Such was the case when an impressive array of marketers and communicators from the Canadian Federal Government, Crown Corporations, and non-profits were brought together to discuss the challenges they face when attempting to engage citizens through digital marketing at a breakfast think tank held in conjunction with the 2013 Adobe Government Assembly.

With no fewer than 18 government departments represented at the table, the discussion commenced following introductions. Session moderator Mark Emond of Demand Spring kick-started the conversation by asking the group what digital marketing and the associated outreach meant to the departments in attendance.

 

An enthusiastic exchange of ideas

Very quickly, the group’s interest in the topic was evident and an enthusiastic exchange of ideas was under way. From a historical perspective, the initial mandate of government on the web was to move every print-available communication online – automatically – regardless of suitability. But, did we still need printed communication? And what of Canadians without online access to digital resources?

What was clear was that digital marketing wasn’t the end game, but a means by which the government could ensure its greatest reach and be inclusive to all its constituents, a notion tabled by Adobe VP of Brand Marketing John Travis and seconded by the group in its entirety.

The road to engagement

On the topic of engagement, some department representatives expressed concern over how to effectively continue traditional in-person interactions in the online world, and similarly, how to move away from one-way to two-way online communication. Also at issue is the government’s ability to foster and successfully engage its audience online.
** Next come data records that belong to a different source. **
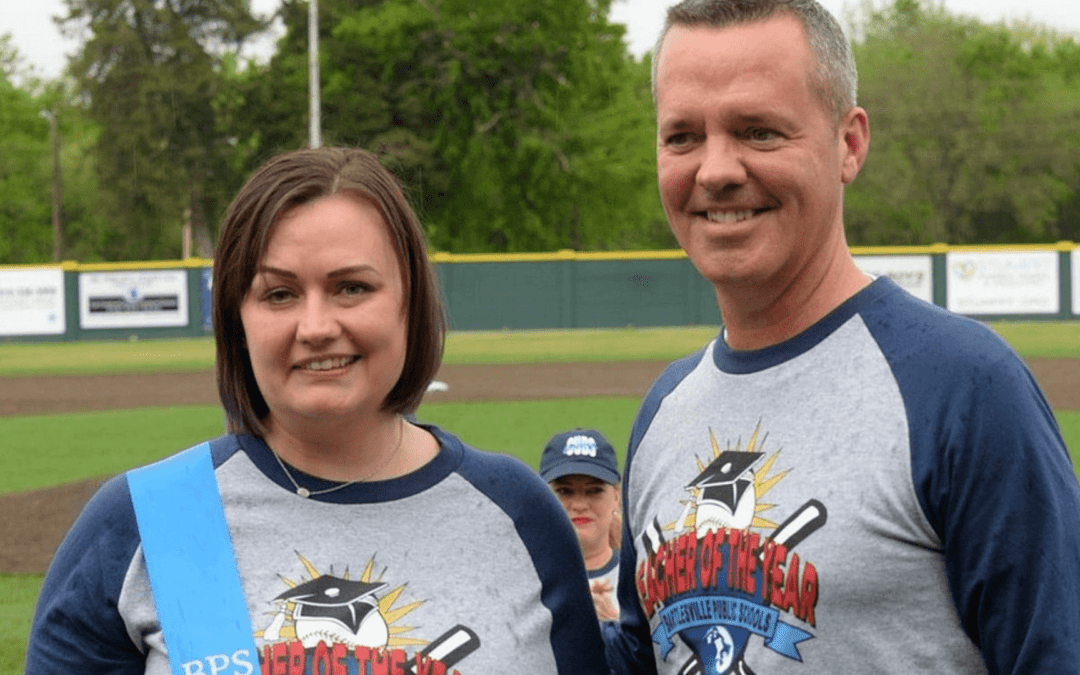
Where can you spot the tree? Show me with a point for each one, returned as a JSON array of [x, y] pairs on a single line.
[[518, 125], [971, 138], [152, 72], [25, 230]]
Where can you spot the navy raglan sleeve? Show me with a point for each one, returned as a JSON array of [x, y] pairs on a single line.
[[552, 543], [995, 481], [629, 645], [77, 625]]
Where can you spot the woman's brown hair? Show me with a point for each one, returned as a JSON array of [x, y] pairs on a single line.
[[282, 184]]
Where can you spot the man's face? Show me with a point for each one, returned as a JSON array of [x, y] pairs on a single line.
[[751, 163]]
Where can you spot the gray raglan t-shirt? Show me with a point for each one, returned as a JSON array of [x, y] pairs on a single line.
[[882, 494], [470, 558]]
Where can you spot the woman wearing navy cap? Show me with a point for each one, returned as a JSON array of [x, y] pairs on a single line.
[[580, 466]]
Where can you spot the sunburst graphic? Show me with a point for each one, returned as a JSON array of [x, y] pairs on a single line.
[[283, 626], [763, 482]]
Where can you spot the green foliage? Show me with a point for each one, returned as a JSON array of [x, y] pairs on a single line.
[[520, 125], [974, 132], [25, 175], [152, 75]]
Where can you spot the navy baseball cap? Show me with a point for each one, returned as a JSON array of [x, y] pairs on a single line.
[[579, 451]]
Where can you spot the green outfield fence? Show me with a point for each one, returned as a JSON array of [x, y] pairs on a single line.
[[562, 289]]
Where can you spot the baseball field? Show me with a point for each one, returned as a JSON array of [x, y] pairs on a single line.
[[72, 415]]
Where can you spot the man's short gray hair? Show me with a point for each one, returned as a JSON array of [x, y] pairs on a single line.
[[836, 77]]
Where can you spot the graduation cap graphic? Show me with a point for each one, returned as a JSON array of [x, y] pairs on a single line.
[[724, 484], [329, 608]]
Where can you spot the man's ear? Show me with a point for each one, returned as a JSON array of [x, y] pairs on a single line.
[[854, 142]]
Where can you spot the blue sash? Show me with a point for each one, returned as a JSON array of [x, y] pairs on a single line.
[[192, 567]]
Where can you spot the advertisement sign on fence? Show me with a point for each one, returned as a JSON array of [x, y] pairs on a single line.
[[205, 286], [31, 301], [913, 273], [1013, 282], [133, 299]]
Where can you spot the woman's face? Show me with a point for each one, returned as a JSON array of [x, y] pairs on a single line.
[[591, 504], [324, 319]]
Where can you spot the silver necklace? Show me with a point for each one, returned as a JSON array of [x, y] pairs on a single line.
[[305, 493]]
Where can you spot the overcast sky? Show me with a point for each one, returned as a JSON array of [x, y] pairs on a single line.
[[39, 40]]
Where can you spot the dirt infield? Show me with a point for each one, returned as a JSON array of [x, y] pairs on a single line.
[[31, 524]]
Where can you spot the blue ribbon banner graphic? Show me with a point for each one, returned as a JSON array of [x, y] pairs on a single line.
[[717, 609]]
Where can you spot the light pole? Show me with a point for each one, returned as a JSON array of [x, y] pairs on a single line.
[[315, 133], [54, 139]]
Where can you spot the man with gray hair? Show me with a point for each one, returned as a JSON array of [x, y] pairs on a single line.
[[847, 480]]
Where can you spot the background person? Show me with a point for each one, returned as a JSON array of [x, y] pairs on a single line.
[[361, 539], [581, 468], [847, 480]]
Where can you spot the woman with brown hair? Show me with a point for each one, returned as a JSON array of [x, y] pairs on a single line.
[[581, 468], [325, 532]]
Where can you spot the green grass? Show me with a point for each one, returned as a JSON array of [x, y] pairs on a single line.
[[17, 595], [1038, 339]]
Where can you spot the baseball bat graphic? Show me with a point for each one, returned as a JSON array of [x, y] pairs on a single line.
[[806, 521], [450, 647]]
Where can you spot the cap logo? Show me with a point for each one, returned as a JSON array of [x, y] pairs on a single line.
[[580, 446]]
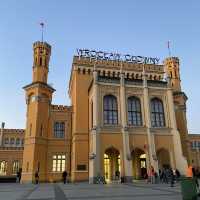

Paramount among the barriers tabled was the availability of content and the associated interaction provided simultaneously in both of Canada’s official languages. Concerns surrounding the timeliness of every interaction, and the levels of approval any communication must go through before it’s shared were also voiced. Proper risk analysis procedures and considerations take time and effort, potentially creating yet another impediment to timely response.

 

Early successes with the promise of more

Bridging each of these concerns is the atypical success realized by a communications team represented at the think tank. Through the use of social media channels, the government department question noted its team’s ability to respond to incoming questions on Facebook and Twitter, and to blog comments within just a few hours – thanks to a communications policy that only requires the approval of responses for issues deemed subjective. The department representative on hand also made note that it rotates its communications personnel through its Twitter and Facebook accounts, ensuring the entire team is adept on each platform and understands how to consistently convey the department’s messages.

Yet another government department has successfully engaged a younger demographic through blogs, original video content and Facebook interaction. By deploying a content strategy that lines with broader government priorities, this department has done its best to duplicate the in-person experience online, giving community managers the flexibility to build their own personality in to their interaction.

 

The need for analytics

For the risk-averse, social media monitoring software enables departments to be responsive and efficient in addressing questions and concerns from Canadians. Such solutions, along with analytics, though still relatively scarce within government deployments can and will help government agencies justify their digital outreach programs based on actual data.

At this stage of the digital outreach game, many of the government departments represented at the roundtable noted shortcomings in their organization’s understanding of how to measure their social media outreach, and how their efforts can track back to their key performance indicators (KPIs). Think tank attendees noted it’s time to shift focus beyond the number of followers and likes to engagement, as it’s the social interaction and the click-through statistics that reflect the effectiveness of digital communication efforts.

To affect the required change of mindset, think tankers stressed the need for a fundamental change in how social media is viewed within government – from media type to cultural norm. For this to happen, teams must be able to report on their social transactions and clearly be able to show cost savings.

Achievable? Yes – with, and only with, the approved deployment of web and social analytic solutions.

 

Conclusion

Canadian government marketers and communicators are nothing short of passionate when it comes to their digital outreach initiatives. With the shared goal to create true interaction and measure the effectiveness of their programs to foster continued investment, the door to future think tank-based conversations is open.